Wednesday, August 13, 2014

Ancient history of champagne

At its greatest outward expansion, the Roman Empire included most of the Mediterranean lands and a good part of Europe, where grapes were already under cultivation.

Wine making grapes were probably first being cultivated in northeastern province of France during Roman Gaul about 50 years after birth of Christ.

Yet everything stalled in AD 79, when Domitian, protectionist Roman emperor, decreed that the vineyard of Gaul be uprooted.

Probus, a gardener’s son, lifted the ban 200 years later, and the hedonistic Romans soon came to love the wines from Champagne.

Though wine had been produced in the Champagne region of France since Roman times, it was not until the end of the 17th century that the product known as champagne was first created. It was the time when the first highly sparkling wines appeared and not until the early 19th century that champagne became synonymous with sparkling wine.

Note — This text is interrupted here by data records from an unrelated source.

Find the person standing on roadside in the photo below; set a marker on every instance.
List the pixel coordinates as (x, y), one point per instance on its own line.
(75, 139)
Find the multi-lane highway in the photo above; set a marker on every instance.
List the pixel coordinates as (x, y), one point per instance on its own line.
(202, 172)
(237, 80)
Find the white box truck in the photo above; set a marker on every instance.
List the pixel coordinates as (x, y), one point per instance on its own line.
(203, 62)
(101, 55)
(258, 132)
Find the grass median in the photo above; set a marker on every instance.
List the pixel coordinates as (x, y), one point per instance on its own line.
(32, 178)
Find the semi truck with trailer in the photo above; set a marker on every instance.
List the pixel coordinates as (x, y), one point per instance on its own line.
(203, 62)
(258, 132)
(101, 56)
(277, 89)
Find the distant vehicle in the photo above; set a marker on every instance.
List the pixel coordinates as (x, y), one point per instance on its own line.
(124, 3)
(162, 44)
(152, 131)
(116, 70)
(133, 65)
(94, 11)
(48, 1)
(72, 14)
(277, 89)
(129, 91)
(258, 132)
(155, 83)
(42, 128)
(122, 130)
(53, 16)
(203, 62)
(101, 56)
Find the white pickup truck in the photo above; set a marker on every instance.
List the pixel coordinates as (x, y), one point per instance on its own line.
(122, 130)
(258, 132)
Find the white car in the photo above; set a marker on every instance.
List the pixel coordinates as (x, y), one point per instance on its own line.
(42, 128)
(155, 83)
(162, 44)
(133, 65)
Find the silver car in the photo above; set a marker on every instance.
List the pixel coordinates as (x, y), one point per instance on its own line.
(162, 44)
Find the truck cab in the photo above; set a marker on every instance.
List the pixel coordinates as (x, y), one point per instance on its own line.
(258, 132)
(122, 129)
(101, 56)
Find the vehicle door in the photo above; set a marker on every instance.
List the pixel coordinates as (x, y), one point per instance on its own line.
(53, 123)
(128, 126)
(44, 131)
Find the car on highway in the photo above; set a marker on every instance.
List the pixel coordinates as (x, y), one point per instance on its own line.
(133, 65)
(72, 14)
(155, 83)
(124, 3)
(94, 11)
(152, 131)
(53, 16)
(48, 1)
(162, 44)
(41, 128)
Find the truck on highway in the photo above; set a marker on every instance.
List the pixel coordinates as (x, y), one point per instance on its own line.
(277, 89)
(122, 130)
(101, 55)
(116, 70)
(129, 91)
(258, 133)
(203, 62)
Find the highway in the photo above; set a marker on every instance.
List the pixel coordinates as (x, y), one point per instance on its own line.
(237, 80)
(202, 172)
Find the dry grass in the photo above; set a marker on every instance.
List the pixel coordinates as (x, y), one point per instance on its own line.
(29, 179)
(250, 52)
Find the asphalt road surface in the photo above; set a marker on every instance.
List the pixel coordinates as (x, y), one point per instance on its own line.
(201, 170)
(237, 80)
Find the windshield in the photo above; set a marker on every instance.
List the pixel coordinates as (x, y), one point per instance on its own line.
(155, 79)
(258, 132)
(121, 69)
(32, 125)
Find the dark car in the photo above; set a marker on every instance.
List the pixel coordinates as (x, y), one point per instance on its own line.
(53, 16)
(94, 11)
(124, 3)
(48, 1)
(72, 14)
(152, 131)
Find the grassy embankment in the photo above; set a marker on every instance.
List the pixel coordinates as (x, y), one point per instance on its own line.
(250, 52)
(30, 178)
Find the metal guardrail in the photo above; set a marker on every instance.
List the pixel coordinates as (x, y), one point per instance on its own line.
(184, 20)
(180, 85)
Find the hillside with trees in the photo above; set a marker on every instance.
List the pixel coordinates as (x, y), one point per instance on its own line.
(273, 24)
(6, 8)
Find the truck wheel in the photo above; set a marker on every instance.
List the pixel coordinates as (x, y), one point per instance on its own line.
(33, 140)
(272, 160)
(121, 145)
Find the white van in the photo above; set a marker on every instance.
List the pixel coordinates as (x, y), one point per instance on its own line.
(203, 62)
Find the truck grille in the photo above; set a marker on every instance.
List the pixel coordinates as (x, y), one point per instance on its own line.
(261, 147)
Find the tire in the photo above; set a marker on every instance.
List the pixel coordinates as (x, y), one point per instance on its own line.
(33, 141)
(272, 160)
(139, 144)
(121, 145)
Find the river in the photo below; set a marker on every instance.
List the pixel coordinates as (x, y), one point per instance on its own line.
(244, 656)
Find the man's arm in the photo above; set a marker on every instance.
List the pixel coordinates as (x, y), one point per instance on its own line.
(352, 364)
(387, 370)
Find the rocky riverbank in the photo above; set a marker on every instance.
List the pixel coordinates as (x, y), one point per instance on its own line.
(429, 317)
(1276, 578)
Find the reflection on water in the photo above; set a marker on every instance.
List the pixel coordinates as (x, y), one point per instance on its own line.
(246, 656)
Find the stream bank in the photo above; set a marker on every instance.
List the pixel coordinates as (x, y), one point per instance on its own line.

During 5th century, a pagan Frankish warlord called Clovis defeated the Romans and declared himself king of land around Reims.

According to history, Champagne has been present at momentous occasions since the year AD 496, when Clovis, the King of the Franks, was converted to Christianity and was anointed with champagne.

French kings were crowned in Reims, a city in the middle of the Champagne region, between 898 and 1825, and these celebrations included copious amounts of the sparkling champagne wine.

With the collapse of the Roman Empire, Catholic religious institutions, particularly the monasteries, became the repositories of the brewing and wine-making techniques developed in the ancient world.

French monks perfected the art of sparkling champagne, were probably the first to fortify sherry, and brought distillation into widespread use on the European continent.